"Ha, ha," I said.
"Wasn't it when we took that first walk along the water?" my wife Amy asked.
"No," I said. "It was when I fixed you dinner for the first time. Technically our second date."
Our daughters both wanted to know the story, so we told them.
After Amy and I first me one day at the beach in 1997, I had asked Amy to go on a walk at dusk the next week. We brought flashlights and walked along the water and talked and talked. We sat on one of the benches along the water and talked and talked. Then I walked her back to her apartment.
But we didn't kiss then. After our walk, I asked her out for a dinner date. Me fixing her dinner at my apartment was the idea, which was in the building adjacent to mine. She said yes. I told I was thinking of fixing some pasta, salad, garlic bread, and some wine. She said great.
At the time I had only been living on my own again as a bachelor for a few months (another story for another time), and so, I didn't have a lot of food at my place. I also commuted to work every day to San Jose, and the drives could be grueling. There was a lot of eating out.
The dinner date night came quick, and I did not plan ahead. Amy came over for the date and I asked her if she'd like to go to the store with me. She said sure and we went.
I gathered the ingredients I needed to fix dinner, but there was also one more important thing I didn't have at my apartment: toilet paper. She didn't know that, but would know that when she used my bathroom and there was none.
Amy didn't care that I needed to get toilet paper.

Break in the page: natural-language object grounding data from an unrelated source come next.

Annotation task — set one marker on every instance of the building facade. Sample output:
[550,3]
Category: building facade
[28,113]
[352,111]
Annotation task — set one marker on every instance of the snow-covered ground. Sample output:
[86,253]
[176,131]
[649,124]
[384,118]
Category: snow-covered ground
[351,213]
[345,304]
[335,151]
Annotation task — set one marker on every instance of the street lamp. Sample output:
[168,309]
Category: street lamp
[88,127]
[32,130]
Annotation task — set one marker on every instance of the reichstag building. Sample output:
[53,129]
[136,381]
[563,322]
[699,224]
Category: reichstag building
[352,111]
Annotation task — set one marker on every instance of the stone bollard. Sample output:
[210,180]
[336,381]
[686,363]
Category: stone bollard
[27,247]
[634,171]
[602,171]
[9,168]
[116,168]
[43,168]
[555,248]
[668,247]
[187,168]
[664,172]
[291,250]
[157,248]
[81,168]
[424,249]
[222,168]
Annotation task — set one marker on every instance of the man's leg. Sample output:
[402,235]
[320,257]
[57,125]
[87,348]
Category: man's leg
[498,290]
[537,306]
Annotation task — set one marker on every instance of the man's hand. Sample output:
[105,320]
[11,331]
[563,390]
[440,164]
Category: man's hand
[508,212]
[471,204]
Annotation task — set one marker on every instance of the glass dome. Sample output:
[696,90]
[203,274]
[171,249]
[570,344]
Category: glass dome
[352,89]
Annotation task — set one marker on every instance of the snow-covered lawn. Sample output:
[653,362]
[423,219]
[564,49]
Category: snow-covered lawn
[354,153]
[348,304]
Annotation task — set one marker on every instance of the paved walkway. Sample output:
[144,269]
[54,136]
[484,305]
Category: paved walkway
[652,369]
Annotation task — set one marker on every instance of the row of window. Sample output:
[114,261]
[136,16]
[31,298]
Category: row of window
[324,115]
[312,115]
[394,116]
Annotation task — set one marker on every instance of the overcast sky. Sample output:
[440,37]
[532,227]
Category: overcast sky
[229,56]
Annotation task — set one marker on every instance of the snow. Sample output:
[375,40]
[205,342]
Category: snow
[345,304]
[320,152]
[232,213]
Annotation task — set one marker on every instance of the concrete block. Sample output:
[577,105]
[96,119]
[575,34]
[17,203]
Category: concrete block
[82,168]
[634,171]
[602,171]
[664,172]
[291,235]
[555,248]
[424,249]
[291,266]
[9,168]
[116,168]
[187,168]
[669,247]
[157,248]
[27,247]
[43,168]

Was happy that I was buying toilet paper, of course. That might've been a love killer if I didn't have any. We brought everything back, I fixed the dinner, we ate, we talked, we laughed, and we kissed. And I then I fell deeply in love.
Nearly 25 years later, I'm still deeply in love, and when they asked, we told our daughters this story of when we first kissed. Beyond the "yucks" they did think it was sweet. We've always been comfortable showing affectionate around them, kissing and hugging and saying "I love you," because we want them to see that we love and care for one another.
Still, Mom and Dad intimacy may creep them out sometimes, especially during their coming teenage years, but modeling heathy emotional and physical intimacy is key as their early relationships blossom. Telling our kids no, don't like anyone, don't have any crushes or fall in love, don't kiss or hug, isn't an option. It will happen. Probably more than once. And we want to be a part of those experiences and give them the support they need on the rollercoasters to come.
Beatrice being sassy and asking about our first "kick" definitely hit the mark, because that first kiss was quite the kick.